The consequence of all this is that a strategic attack directed against only a moderate object involves a greater necessity for steps to defend other points which it does not directly cover than one which is directed against the centre of the enemy’s force; consequently, in such an attack the concentration of forces in time and space cannot be carried out to the same extent. In order that it may take place, at least as regards time, it becomes necessary for the advance to be made offensively from every point possible, and at the same moment exactly: and therefore this attack loses the other advantage of being able to make shift with a much smaller force by acting on the defensive at particular points. In this way the effect of aiming at a minor object is to bring all things more to a level: the whole act of the war cannot now be concentrated into one principal affair which can be governed according to leading points of view; it is more dispersed; the friction becomes greater everywhere, and there is everywhere more room for chance.

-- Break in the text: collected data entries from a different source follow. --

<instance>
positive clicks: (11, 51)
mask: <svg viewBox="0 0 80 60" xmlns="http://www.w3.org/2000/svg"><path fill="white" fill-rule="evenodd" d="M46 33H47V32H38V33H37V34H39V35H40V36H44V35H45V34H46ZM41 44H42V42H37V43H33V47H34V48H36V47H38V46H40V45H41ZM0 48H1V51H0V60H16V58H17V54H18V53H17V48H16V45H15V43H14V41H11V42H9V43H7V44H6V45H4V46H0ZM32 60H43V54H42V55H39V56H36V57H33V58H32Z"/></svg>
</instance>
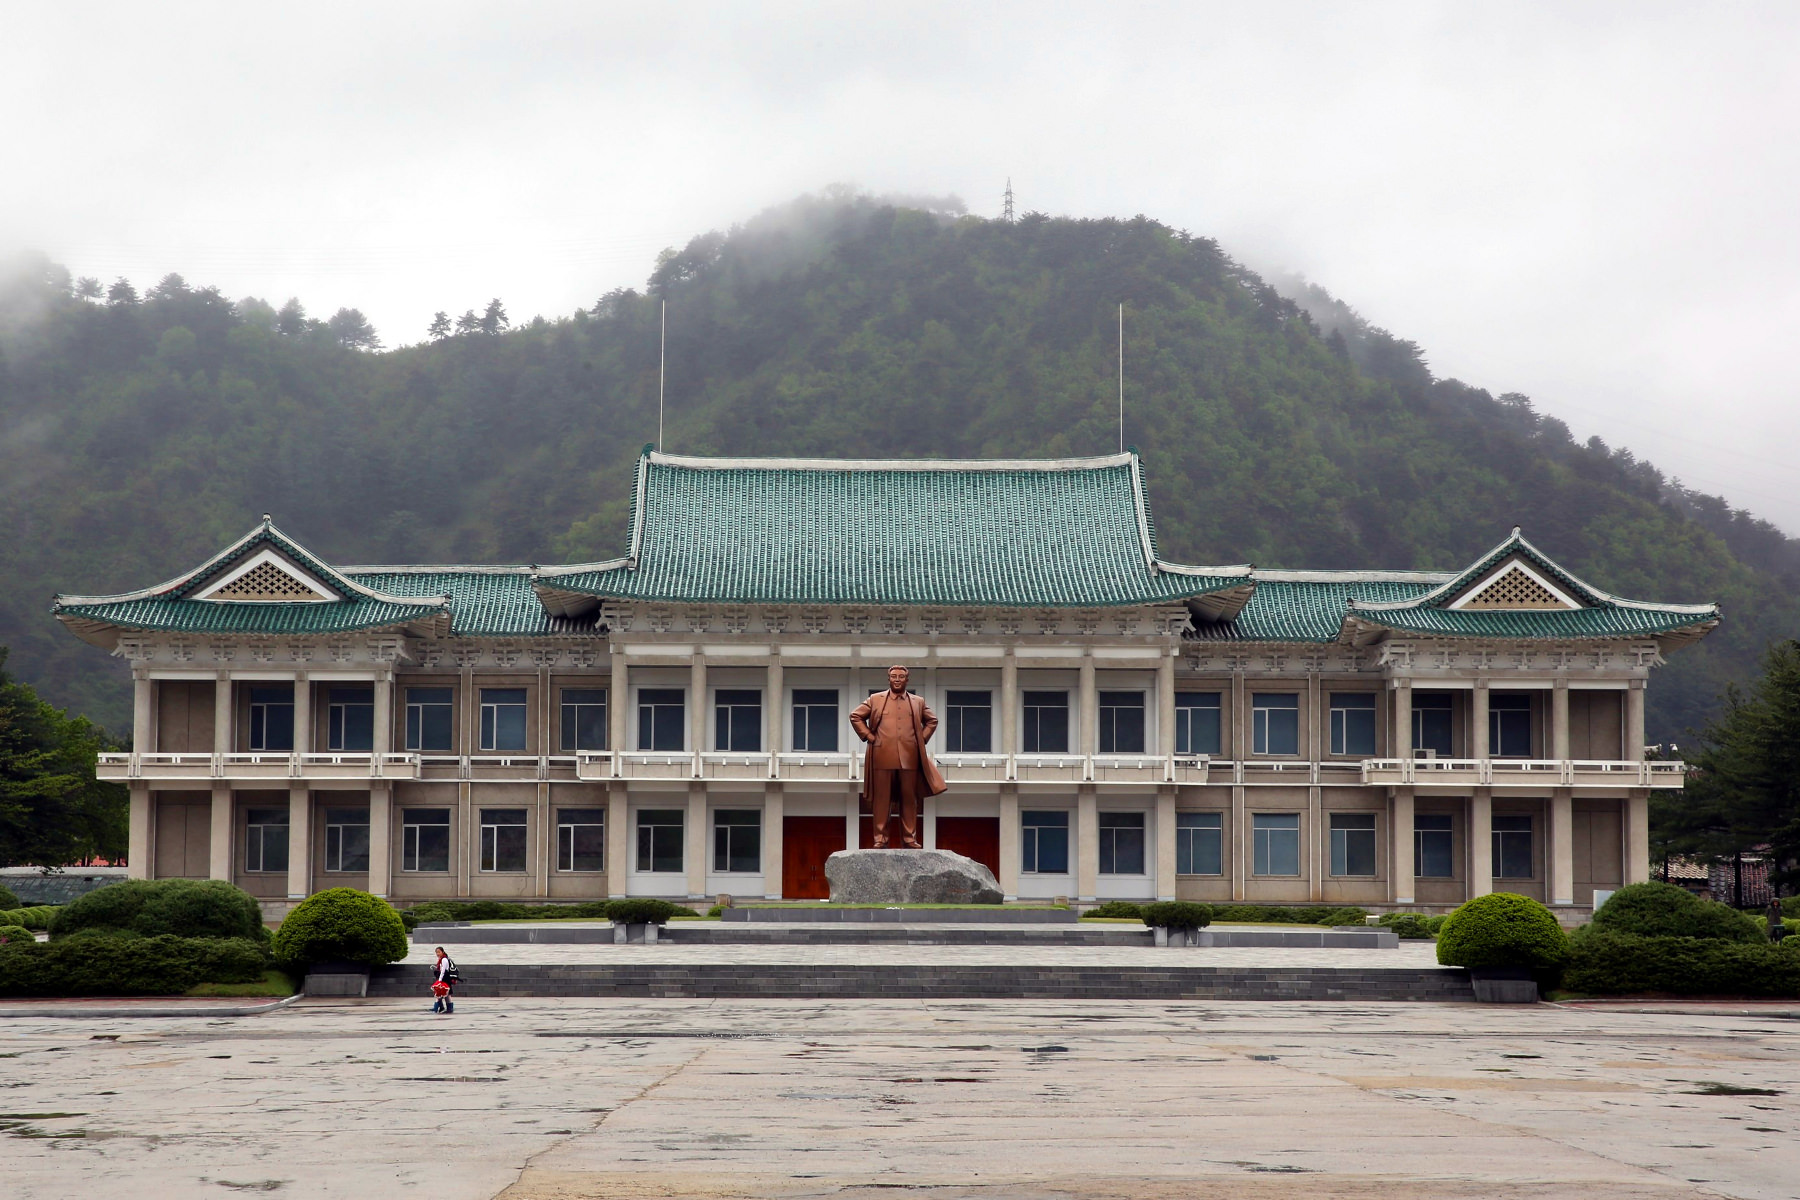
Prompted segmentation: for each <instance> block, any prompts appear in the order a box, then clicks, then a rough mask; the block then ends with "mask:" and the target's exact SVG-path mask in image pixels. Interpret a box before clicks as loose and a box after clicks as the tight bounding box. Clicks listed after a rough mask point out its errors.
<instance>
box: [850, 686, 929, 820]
mask: <svg viewBox="0 0 1800 1200" xmlns="http://www.w3.org/2000/svg"><path fill="white" fill-rule="evenodd" d="M907 678H911V673H909V671H907V669H905V667H902V666H893V667H887V691H878V693H875V694H873V696H869V698H868V700H864V702H862V703H860V705H857V711H855V712H851V714H850V727H851V729H855V730H857V736H859V738H862V741H864V745H866V747H868V748H866V750H864V752H862V788H864V792H866V793H868V797H869V811H871V813H873V817H875V822H873V824H875V849H886V847H887V820H889V817H891V815H893V801H895V799H898V801H900V835H902V846H905V847H907V849H923V846H922V844H920V840H918V802H920V797H922V795H938V793H941V792H943V790H945V788H949V784H947V783H945V781H943V775H941V774H940V772H938V765H936V763H932V761H931V754H929V752H927V750H925V741H929V739H931V734H932V732H936V729H938V714H936V712H932V711H931V705H927V703H925V700H923V698H922V696H916V694H913V693H909V691H907V689H905V684H907Z"/></svg>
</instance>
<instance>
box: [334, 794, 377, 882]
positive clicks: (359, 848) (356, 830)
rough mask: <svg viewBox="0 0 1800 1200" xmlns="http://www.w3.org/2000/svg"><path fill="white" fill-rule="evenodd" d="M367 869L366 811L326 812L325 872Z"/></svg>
mask: <svg viewBox="0 0 1800 1200" xmlns="http://www.w3.org/2000/svg"><path fill="white" fill-rule="evenodd" d="M367 869H369V810H367V808H328V810H326V871H367Z"/></svg>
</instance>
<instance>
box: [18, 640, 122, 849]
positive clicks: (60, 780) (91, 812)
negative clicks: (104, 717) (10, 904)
mask: <svg viewBox="0 0 1800 1200" xmlns="http://www.w3.org/2000/svg"><path fill="white" fill-rule="evenodd" d="M5 657H7V651H5V648H4V646H0V865H7V867H20V865H34V867H67V865H70V864H76V862H83V860H88V858H122V856H124V851H126V838H128V831H126V815H128V806H130V801H128V793H126V790H124V788H122V786H119V784H115V783H99V781H97V779H95V777H94V763H95V756H97V754H99V752H101V750H103V748H108V747H110V745H112V743H110V739H108V738H106V734H104V732H103V730H101V729H97V727H95V725H94V723H92V721H88V720H86V718H81V716H68V714H67V712H63V711H59V709H56V707H52V705H49V703H45V702H43V700H40V698H38V694H36V693H34V691H32V689H31V687H29V685H25V684H18V682H14V680H13V678H11V676H9V675H7V673H5Z"/></svg>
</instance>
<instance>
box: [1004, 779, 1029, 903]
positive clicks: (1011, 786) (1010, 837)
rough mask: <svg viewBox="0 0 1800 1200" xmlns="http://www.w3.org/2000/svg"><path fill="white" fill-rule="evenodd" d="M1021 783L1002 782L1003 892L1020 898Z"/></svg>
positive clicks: (1009, 895) (1022, 858)
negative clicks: (1019, 843) (1020, 794)
mask: <svg viewBox="0 0 1800 1200" xmlns="http://www.w3.org/2000/svg"><path fill="white" fill-rule="evenodd" d="M1021 837H1022V835H1021V831H1019V784H1015V783H1003V784H1001V878H999V883H1001V894H1003V896H1006V900H1019V869H1021V865H1022V862H1024V851H1022V849H1021V846H1019V838H1021Z"/></svg>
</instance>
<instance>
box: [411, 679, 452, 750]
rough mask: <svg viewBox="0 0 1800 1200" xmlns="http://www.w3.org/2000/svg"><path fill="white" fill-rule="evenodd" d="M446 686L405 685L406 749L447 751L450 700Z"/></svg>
mask: <svg viewBox="0 0 1800 1200" xmlns="http://www.w3.org/2000/svg"><path fill="white" fill-rule="evenodd" d="M452 694H454V693H452V689H448V687H409V689H407V748H409V750H450V748H452V747H450V703H452Z"/></svg>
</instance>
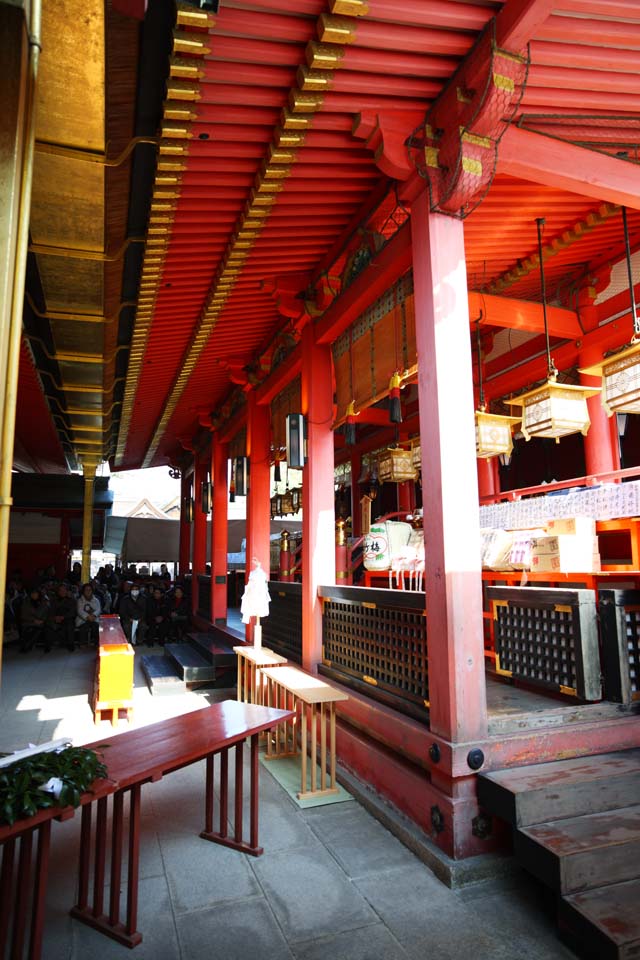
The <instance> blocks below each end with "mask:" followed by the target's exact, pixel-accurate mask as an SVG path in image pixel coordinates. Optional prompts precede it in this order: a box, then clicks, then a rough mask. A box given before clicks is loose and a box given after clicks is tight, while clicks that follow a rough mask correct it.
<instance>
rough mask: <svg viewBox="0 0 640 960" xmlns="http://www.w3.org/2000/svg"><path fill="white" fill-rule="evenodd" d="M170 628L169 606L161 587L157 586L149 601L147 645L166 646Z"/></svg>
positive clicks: (147, 605)
mask: <svg viewBox="0 0 640 960" xmlns="http://www.w3.org/2000/svg"><path fill="white" fill-rule="evenodd" d="M168 628H169V619H168V613H167V604H166V600H165V597H164V592H163V590H162V588H161V587H159V586H155V587H154V588H153V593H152V595H151V596H150V597H149V599H148V600H147V643H156V642H157V643H160V644H164V641H165V640H166V637H167V631H168Z"/></svg>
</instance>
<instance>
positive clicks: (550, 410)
mask: <svg viewBox="0 0 640 960" xmlns="http://www.w3.org/2000/svg"><path fill="white" fill-rule="evenodd" d="M599 392H600V387H582V386H573V385H572V384H566V383H556V382H555V380H548V381H547V382H546V383H544V384H542V386H540V387H536V389H535V390H529V391H528V393H523V394H522V395H521V396H519V397H515V398H514V399H513V400H509V403H510V404H513V405H518V406H522V426H521V428H520V429H521V430H522V433H523V436H524V438H525V440H530V439H531V437H551V438H552V439H554V440H555V441H556V442H559V441H560V438H561V437H568V436H570V434H572V433H581V434H583V436H584V435H586V433H587V431H588V430H589V426H590V424H591V420H590V419H589V411H588V409H587V397H592V396H594V395H595V394H597V393H599Z"/></svg>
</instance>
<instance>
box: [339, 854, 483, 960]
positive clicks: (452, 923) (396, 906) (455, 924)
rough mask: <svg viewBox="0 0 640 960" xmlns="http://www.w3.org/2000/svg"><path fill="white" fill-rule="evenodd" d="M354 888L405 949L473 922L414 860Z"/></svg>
mask: <svg viewBox="0 0 640 960" xmlns="http://www.w3.org/2000/svg"><path fill="white" fill-rule="evenodd" d="M355 885H356V887H357V888H358V890H359V891H360V892H361V893H362V895H363V896H364V897H366V899H367V901H368V903H369V904H370V905H371V907H372V908H373V909H374V910H375V911H376V913H377V914H378V915H379V916H380V918H381V920H382V921H383V923H385V924H386V925H387V927H388V928H389V929H390V930H391V932H392V933H393V934H394V936H395V937H397V939H398V940H399V941H400V943H401V944H402V945H403V946H405V947H411V946H418V945H420V944H423V943H425V942H428V941H429V940H430V939H431V938H433V936H434V931H435V930H437V929H438V928H440V929H442V928H444V929H447V930H448V931H449V936H451V932H452V931H454V930H455V931H456V932H457V931H463V930H464V929H465V925H468V921H469V917H471V918H473V914H471V913H470V911H468V909H466V908H465V905H464V904H463V903H461V902H460V901H459V900H457V899H456V897H455V895H454V893H453V891H451V890H449V889H448V888H447V887H445V886H444V884H442V883H440V881H439V880H438V879H437V878H436V877H435V876H434V875H433V874H432V873H431V871H430V870H429V869H428V868H426V867H425V866H423V865H422V864H421V863H420V862H419V861H418V860H415V865H414V866H411V867H402V868H399V869H397V868H396V869H393V870H388V871H386V872H385V873H380V874H377V875H372V876H369V877H364V878H362V879H360V880H357V881H355ZM434 956H436V955H435V954H434Z"/></svg>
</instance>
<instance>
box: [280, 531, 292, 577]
mask: <svg viewBox="0 0 640 960" xmlns="http://www.w3.org/2000/svg"><path fill="white" fill-rule="evenodd" d="M290 548H291V539H290V537H289V531H288V530H283V531H282V533H281V534H280V568H279V576H280V579H281V580H284V581H285V582H286V583H288V582H289V581H290V580H293V573H292V572H291V565H292V563H293V558H292V556H291V549H290Z"/></svg>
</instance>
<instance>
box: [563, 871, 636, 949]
mask: <svg viewBox="0 0 640 960" xmlns="http://www.w3.org/2000/svg"><path fill="white" fill-rule="evenodd" d="M639 904H640V880H629V881H627V882H626V883H612V884H609V885H608V886H606V887H598V888H597V889H596V890H585V891H584V892H583V893H574V894H572V895H571V896H568V897H563V898H562V899H561V900H560V901H559V904H558V924H559V926H560V932H561V934H562V937H563V939H565V940H566V941H567V942H568V943H569V945H570V946H571V947H573V948H574V949H576V950H577V951H578V953H579V955H580V956H582V957H587V958H588V960H637V958H638V957H639V956H640V910H639V909H638V905H639Z"/></svg>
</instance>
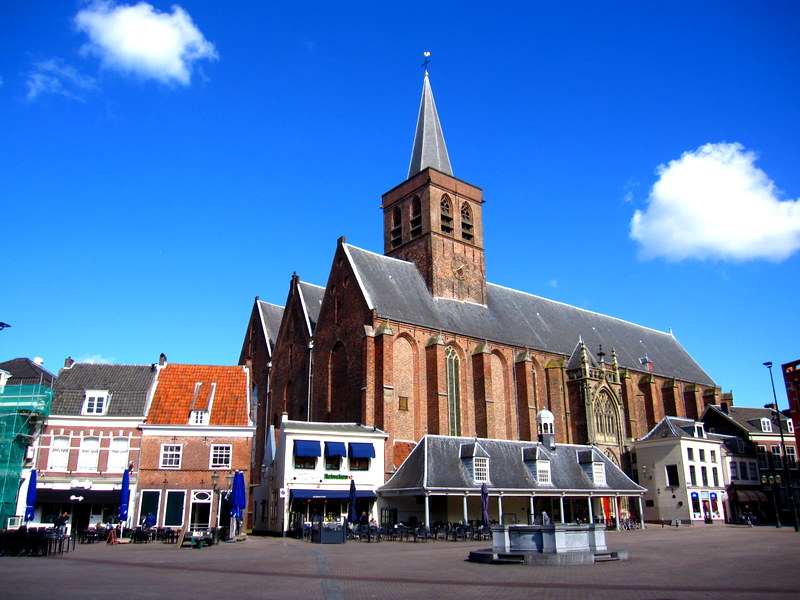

This is the natural tendency of the thing. The commanders weighed down by it, finds himself more and more neutralised. The more he is conscious of his own powers, the greater his resources subjectively, and his power objectively, so much the more he will seek to liberate himself from this tendency in order to give to some one point a preponderating importance, even if that should only be possible by running greater risks.
CHAPTER VIII.
Limited Object—Defence
The ultimate aim of defensive war can never be an absolute negation, as we have before observed. Even for the weakest there must be some point in which the enemy may be made to feel, and which may be threatened.
Certainly we may say that this object is the exhaustion of the adversary, for as he has a positive object, every one of his blows which fails, if it has no other result than the loss of the force applied, still may be considered a retrograde step in reality, whilst the loss which the defensive suffers is not in vain, because his object was keeping possession, and that he has effected. This would be tantamount to saying that the defensive has his positive object in merely keeping possession. Such reasoning might be good if it was certain that the assailant after a certain number of fruitless attempts must be worn out, and desist from further efforts. But just this necessary consequence is wanting. If we look at the exhaustion of forces, the defender is under a disadvantage. The assailant becomes weaker, but only in the sense that it may reach a turning point; if we set aside that supposition, the weakening goes on certainly more rapidly on the defensive side than on that of the assailant: for in the first place, he is the weaker, and, therefore, if the losses on both sides are equal, he loses more actually than the other; in the next place, he is deprived generally of a portion of territory and of his resources. We have, therefore, here no ground on which to build the expectation that the offensive will cease, and nothing remains but the idea that if the assailant repeats his blows, while the defensive does nothing but wait to ward them off, then the defender has no counterpoise as a set off to the risk he runs of one of these attacks succeeding sooner or later.
Although in reality the exhaustion, or rather the weakening of the stronger, has brought about a peace in many instances that is to be attributed to the indecision which is so general in war, but cannot be imagined philosophically as the general and ultimate object of any defensive war whatever, there is, therefore, no alternative but that the defence should find its object in the idea of the “waiting for,” which is besides its real character. This idea in itself includes that of an alteration of circumstances, of an improvement of the situation, which, therefore, when it cannot be brought about by internal means, that is, by defensive pure in itself, can only be expected through assistance coming from without. Now, this improvement from without can proceed from nothing else than a change in political relations; either new alliances spring up in favour of the defender, or old ones directed against him fall to pieces.
Here, then, is the object for the defender, in case his weakness does not permit him to think of any important counterstroke. But this is not the nature of every defensive war, according to the conception which we have given of its form. According to that conception it is the stronger form of war, and on account of that strength it can also be applied when a counterstroke more or less important is designed.
These two cases must be kept distinct from the very first, as they have an influence on the defence.
In the first case, the defender’s object is to keep possession of his own country intact as long as possible, because in that way he gains most time; and gaining time is the only way to attain his object. The positive object which he can in most cases attain, and which will give him an opportunity of carrying out his object in the negotiations for peace, he cannot yet include in his plan for the war. In this state of strategic passiveness, the advantages which the defender can gain at certain points consist in merely repelling partial attacks; the preponderance gained at those points he tries to make of service to him at others, for he is generally hard pressed at all points. If he has not the opportunity of doing this, then there often only accrues to him the small advantage that the enemy will leave him at rest for a time.
If the defender is not altogether too weak, small offensive operations directed less towards permanent possession than a temporary advantage to cover losses, which may be sustained afterwards, invasions, diversions, or enterprises against a single fortress, may have a place in this defensive system without altering its object or essence.